In the fall of 2005 I began drinking in the morning – two 16 oz beers – before going to work. I worked alone in the job I had as secretary for a VP in the employment industry. My boss was almost never in the office so it was easy for me to keep my booze secret from him. When money got tight and I feared I might not have enough for a bottle (a terrifying fear at the time) I would steal quarters out of my boss’s desk. He always dumped his change there and there was always $15-$20 in his desk. He was the nicest man to work for and is still a good friend today.
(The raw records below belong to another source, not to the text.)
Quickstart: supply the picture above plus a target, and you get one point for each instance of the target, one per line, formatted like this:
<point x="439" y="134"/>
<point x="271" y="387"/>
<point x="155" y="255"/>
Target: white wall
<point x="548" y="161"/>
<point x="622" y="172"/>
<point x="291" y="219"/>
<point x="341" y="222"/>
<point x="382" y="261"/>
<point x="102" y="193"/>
Need I say how that ugly fact made me hate myself even more than already did for my so-called secret boozing. In early December I knew I needed help and one morning I called in sick then called the number on my health insurance card for a place I could go and be detoxed. They sent me to a hospital with a locked mental health unit and I stayed there for 2 weeks. Between then and the present I have gone into rehab numerous times and relapsed endless times. In January of 2008 I hit what I certainly hope was my bottom. A friend in the program once told me “Every bottom has a trap door” and I try to keep that in mind today when the thought of a drink enters my mind. My bottom was drinking myself into oblivion and falling down the stairs in the condo last January. I also fell in the hallway upstairs on the same day. From those falls I received a broken clavicle (collar bone), a torn rotator cuff, a fractured lumbar vertebrae and lots of bruises. I looked like I’d been run over by a train. I truly was a TRAIN WRECK. That incident scared me as the physical pain sidelined me on the couch for almost a month sucking down extra-strength aspirin every couple of hours for the excruciating pain in my shoulder and back. I finally went to the doctor who confirmed the injuries and set me on a course of physical recovery which is far easier than the ongoing recovery in need in mind, soul and spirit and which I am given free of charge in the wonderful fellowship of AA. I would be dead without it for sure.
Today I am in relatively good health. I am a diabetic, due in no small part to the 40 years of abuse I dished out to my pancreas, and I have serious dental issues that I hope to be resolved this year. I am grateful to be alive and in one piece today and thank my Higher Power whom I know as God for keeping me alive and leading me to write this blog in an effort to stay sober. I go to a meeting every day except Sunday which I devote to being at home with my husband who has stood by me through the worst days. We’ve had our issues and neither of us is without blame for the discord in our relationship but today we get along well and appreciate each other in a way I don’t think we ever did before. I have returned to my church and have found that extremely helpful for my sobriety too.
Going to meetings, asking for help and working the steps in my daily life are encouraging me to stay on my quest for lasting sobriety and I hope that 2010 is my year for a medallion!